POÉSIES, Heinrich von Morungen Fiche de lecture
Heinrich von Morungen (mort en 1222) est sans nul doute, avec Walther von der Vogelweide, l'un des plus brillants représentants du Minnesang (littéralement chant d'amour dans la poésie courtoise médiévale allemande) même si ses contemporains lui préféraient le poète attitré de la cour de Vienne, Reinmar l'Ancien. Heinrich est originaire de Thuringe – le château de famille se situe près de Sangerhausen – et a vraisemblablement composé ses poèmes au tournant des xiie et xiiie siècles. Il vit ses dernières années dans le monastère de Saint-Thomas à Leipzig, auquel il lègue ses biens dès 1217.

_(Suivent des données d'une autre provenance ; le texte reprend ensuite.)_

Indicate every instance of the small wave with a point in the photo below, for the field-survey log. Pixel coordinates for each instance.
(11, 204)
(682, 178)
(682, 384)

Le Grand Chansonnier de Heidelberg, également appelé « Manuscrit des Manesse » ou « Manuscrit de Paris », contient la quasi-totalité des strophes de Heinrich. Ce manuscrit, composé à Zürich après 1300, comprend les œuvres de cent trente-neuf Minnesänger (poètes courtois) et cent trente-huit miniatures, censées représenter les poètes et leur blason.
Tradition et innovation
Heinrich von Morungen semble conscient de la mission toute particulière du poète et dit de lui-même qu'il est né pour chanter. Il utilise la métrique provençale et reprend dans presque toutes ses chansons d'amour la forme de la canso occitane. Sa poésie trahit l'influence de modèles antiques (Ovide) et contemporains (troubadours, culte marial). Ses poèmes ont hérité de certaines métaphores propres au culte de la Vierge : à maintes reprises, la dame y est comparée à la lune à la fois pâle et rose, symbole de la bonté et de la beauté de Marie, ou au soleil, qui par sa clarté surpasse tous les autres astres, de même que la dame dépasse toutes les autres femmes en perfection. De nombreux motifs sont empruntés à la poésie provençale : la quête toujours vaine de l'accomplissement de l'amour et l'ingratitude de la dame, la mort due aux souffrances causées par l'amour, la comparaison de l'amour et de la guerre, la critique des médisants qui exercent la surveillance.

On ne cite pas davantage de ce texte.